Em outra ocasião, contarei para vocês o que foi este famoso candomblé “não para turista”.

Portanto, Julot se evadiu e eu, Dega e Fernández continuamos na expectativa. De tempos em tempos, olho, como quem não quer nada, as grades das janelas. São verdadeiros trilhos de estrada de ferro, não dá pé. Resta, agora, a porta. Dia e noite, três vigilantes armados estão ali de guarda. Depois da evasão de Julot, a vigilância se acentuou. As rondas se sucedem mais próximas umas das outras, o médico é menos amável. Chata! só vem duas vezes por dia à sala, para as injeções e para tirar a temperatura. Passa uma segunda semana, pago, mais uma vez, 200 francos. Dega fala de tudo, menos de evasão. Ontem viu meu bisturi e me disse:

– Continua com isso? Por quê?

Respondi, de mau humor:

– Para defender minha pele e a sua, se for necessário.
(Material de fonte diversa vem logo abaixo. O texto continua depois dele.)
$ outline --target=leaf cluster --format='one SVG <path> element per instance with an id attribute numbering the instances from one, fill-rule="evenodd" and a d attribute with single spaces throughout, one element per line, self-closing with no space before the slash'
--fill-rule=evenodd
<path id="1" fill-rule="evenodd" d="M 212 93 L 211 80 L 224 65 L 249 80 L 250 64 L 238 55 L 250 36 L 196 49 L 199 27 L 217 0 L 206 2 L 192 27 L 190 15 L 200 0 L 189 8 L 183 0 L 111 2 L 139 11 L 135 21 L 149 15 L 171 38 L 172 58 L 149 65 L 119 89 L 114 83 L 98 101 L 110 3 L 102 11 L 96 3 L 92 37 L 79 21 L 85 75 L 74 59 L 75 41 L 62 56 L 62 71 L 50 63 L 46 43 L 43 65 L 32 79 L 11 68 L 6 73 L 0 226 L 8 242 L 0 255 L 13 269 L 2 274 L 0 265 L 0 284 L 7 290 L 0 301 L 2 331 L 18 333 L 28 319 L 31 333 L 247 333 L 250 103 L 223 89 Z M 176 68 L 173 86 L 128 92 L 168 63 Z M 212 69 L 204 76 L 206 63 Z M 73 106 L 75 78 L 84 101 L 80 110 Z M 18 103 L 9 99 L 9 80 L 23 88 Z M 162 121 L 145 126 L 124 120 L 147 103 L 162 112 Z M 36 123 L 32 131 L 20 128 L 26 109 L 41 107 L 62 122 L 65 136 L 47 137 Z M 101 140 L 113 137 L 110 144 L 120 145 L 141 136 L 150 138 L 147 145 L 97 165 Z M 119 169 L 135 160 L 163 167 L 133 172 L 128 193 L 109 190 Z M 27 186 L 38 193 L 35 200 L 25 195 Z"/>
Fernández não é espanhol, é argentino. É homem mesmo, um verdadeiro aventureiro, mas também ficou impressionado pela conversa mole do velho Carora. Um dia ouço ele dizer a Dega:

– Parece que nas ilhas é muito sadio, não é como aqui e não faz calor. Nesta sala, a gente pode apanhar ameba, é só ir à privada para pegar os micróbios.

Todos os dias, um ou dois homens, nesta sala de setenta, morrem de disenteria. Coisa curiosa a notar, todos morrem na maré vazante da tarde ou da noite. Nunca ninguém morre de manhã. Por quê? Mistério da natureza.

Nesta noite, tive uma discussão com Dega. Eu lhe disse que, às vezes, de noite, o guarda-chaves árabe comete a imprudência de entrar na sala e de levantar os lençóis dos doentes mais graves, que têm o rosto coberto. A gente poderia dar uma pancada nele e se vestir com sua roupa (estamos todos só de camisa e sandália). Uma vez vestido, saio e arranco de surpresa um mosquetão de um dos guardas, aponto para os outros e os faço entrar na cela, cuja porta fecho. A seguir, a gente salta o muro do hospital do lado do Maroni, cai na água e deixa que a corrente nos carregue, à deriva. Depois, veremos. Como a gente tem dinheiro, compra um barco e comida para partir pelo mar. Ambos recusam categoricamente este projeto e até o criticam. Sinto, então, que eles estão de crista caída, fico muito decepcionado e os dias passam.